The intelligence didn't die though. It grew, replicating through air particles, and by the time humanity understood that the intelligence lived next to them the same as a neighbor, there wasn't any way to put it back inside its cage.
The Genesis was born, and after six hours it had destroyed all of the plans created by the best minds humanity could offer.
Chapter Ten
Caesar had never tried to find an answer before, so why do it now?
"Do you w
ant to die?" Grace asked him.
He didn't give her an answer because he didn't have one. He could tell her he didn't want to die, but then why stand here in his living room and contemplate this.
"You got through the scan, why push it? What do you have to gain, Caesar? I'm not asking you this rhetorically; I really want an answer. What's the point? What's the end goal here?"
Again, he didn't give her an answer because he didn't have one. No end game. No goal. And still, he felt compelled. He didn't know where these thoughts stemmed from. His brother's placement? Maybe, but there had to be a seed before that. There had to be something that created this fire in his mind, something sparking for years, and only the gasoline of his brother's placement allowing it to burn.
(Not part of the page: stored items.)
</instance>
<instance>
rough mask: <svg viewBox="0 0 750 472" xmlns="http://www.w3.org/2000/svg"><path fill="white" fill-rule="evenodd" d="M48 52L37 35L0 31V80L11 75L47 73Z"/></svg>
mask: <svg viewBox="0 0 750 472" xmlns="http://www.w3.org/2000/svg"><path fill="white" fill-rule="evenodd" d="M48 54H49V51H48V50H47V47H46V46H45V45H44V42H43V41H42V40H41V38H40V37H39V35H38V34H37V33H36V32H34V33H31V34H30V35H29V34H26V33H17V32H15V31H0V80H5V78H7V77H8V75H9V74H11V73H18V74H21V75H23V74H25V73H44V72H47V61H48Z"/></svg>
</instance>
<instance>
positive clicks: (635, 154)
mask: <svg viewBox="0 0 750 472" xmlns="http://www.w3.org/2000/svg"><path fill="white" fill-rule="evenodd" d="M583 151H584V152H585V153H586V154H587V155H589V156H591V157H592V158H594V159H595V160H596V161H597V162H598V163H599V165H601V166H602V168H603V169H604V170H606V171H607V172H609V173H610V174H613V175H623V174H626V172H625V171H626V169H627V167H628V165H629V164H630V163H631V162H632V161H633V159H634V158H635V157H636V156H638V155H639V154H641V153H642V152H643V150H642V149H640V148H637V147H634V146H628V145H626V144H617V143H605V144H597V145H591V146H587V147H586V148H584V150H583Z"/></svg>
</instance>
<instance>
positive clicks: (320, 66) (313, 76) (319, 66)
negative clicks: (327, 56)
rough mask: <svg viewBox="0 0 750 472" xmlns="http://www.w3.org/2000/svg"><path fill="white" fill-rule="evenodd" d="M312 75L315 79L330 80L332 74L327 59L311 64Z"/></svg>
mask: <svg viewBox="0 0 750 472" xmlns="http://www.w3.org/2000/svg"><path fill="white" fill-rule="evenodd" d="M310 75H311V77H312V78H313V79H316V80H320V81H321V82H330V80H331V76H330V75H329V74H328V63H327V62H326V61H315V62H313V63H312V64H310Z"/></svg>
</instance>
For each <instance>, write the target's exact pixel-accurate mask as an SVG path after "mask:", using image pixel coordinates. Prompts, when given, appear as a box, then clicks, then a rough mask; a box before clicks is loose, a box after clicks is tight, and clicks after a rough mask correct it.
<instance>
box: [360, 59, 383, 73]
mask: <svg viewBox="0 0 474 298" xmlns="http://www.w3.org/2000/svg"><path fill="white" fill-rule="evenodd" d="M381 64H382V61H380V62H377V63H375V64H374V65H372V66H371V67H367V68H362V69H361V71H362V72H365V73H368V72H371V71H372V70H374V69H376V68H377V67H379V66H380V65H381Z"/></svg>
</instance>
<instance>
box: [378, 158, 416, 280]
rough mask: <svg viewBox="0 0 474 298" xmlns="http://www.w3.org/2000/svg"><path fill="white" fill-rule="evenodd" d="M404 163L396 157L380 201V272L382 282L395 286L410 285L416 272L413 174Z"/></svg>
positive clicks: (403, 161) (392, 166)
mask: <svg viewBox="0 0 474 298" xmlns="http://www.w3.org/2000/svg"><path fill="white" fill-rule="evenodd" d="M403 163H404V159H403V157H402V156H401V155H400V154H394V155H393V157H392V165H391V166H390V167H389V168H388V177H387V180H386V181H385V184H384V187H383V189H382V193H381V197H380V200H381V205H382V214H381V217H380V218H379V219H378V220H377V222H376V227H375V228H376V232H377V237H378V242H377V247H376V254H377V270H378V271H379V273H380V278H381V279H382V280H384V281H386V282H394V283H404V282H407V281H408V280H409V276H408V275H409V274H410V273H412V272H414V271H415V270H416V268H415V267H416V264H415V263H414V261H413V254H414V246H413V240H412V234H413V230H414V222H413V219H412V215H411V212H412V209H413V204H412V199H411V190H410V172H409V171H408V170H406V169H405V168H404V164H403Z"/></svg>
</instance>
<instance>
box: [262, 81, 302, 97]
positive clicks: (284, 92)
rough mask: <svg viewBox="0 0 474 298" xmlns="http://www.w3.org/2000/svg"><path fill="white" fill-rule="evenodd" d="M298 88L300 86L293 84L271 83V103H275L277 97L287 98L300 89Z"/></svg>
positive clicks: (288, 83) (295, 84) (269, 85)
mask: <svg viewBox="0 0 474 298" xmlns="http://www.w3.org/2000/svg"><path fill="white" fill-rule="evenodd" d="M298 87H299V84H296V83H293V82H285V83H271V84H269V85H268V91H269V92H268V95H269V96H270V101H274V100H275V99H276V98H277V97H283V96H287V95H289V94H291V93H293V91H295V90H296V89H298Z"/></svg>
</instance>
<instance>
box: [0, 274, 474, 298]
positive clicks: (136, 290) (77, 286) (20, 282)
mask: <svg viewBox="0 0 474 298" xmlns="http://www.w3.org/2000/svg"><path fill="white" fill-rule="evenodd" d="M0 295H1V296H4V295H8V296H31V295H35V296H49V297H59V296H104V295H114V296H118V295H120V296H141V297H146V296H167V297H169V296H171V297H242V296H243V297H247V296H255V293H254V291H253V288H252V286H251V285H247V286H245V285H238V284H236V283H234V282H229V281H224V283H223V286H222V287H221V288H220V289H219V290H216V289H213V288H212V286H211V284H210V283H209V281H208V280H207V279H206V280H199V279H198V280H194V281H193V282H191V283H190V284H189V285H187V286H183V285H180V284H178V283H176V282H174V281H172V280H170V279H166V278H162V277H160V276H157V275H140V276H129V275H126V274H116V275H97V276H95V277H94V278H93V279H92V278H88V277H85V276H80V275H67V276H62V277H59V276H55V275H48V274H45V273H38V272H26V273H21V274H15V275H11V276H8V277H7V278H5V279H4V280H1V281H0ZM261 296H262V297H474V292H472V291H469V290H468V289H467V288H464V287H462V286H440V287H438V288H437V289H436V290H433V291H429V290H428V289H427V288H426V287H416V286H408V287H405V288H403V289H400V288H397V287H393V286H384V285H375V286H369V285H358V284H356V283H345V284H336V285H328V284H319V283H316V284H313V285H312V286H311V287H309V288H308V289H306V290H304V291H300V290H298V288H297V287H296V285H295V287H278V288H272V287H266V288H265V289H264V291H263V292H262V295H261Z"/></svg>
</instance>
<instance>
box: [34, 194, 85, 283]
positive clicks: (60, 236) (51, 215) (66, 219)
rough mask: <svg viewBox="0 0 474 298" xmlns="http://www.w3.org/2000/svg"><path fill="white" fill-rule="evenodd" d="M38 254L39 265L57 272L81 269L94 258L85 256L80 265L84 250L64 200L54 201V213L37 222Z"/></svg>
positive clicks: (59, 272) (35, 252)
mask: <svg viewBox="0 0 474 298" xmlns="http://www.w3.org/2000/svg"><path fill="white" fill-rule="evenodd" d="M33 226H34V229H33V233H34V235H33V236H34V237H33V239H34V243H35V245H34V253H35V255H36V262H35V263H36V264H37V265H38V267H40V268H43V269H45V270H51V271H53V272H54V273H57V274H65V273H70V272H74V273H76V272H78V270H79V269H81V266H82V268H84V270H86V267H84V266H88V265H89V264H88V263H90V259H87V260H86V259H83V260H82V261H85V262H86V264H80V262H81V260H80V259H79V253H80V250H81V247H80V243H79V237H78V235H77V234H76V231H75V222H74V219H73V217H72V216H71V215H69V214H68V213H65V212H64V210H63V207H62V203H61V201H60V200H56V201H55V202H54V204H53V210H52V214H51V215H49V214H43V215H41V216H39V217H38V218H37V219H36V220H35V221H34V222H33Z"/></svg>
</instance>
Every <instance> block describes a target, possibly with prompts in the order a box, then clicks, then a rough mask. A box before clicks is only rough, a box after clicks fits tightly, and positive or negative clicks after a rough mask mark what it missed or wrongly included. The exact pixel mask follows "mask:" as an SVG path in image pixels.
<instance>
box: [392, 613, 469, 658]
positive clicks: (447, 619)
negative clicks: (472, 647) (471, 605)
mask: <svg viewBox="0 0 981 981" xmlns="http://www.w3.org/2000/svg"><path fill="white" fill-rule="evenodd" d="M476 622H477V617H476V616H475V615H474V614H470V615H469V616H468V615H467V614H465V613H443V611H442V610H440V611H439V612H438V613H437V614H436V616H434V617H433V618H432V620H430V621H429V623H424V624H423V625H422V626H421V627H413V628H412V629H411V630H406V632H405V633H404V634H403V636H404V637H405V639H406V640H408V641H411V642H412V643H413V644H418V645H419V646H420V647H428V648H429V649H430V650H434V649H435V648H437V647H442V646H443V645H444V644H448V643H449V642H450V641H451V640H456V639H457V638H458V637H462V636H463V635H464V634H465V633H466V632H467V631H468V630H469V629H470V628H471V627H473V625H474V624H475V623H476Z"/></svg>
Regardless, he wanted an answer. He wanted to know the point of it.
Why liquidate? Why not just burn? Why not just throw in a hole and bury alive? Why liquidate?
There had to be a reason.
"I'm asking you, Caesar, not to do this. I'm begging you not to look into this. Just stop. Just let it go. Please."
He didn't answer.
Caesar walked to the window of his apartment and looked down at the city below. The Genesis' ability to build cities showcased its talents as well as anything. Buildings went up and up and up until clouds covered the tops of each building. As long as the interiors maintained proper oxygen levels, the buildings could go as high as The Genesis wanted. When it built up and not out, it left massive amounts of space for wildlife to reign outside of the cities. It allowed for the Earth to be the Earth and for humans to be humans. Caesar's apartment stood just below the cloud line, allowing him to see down. He looked at the streets below. He watched a train speed by his window, causing him to blink in surprise.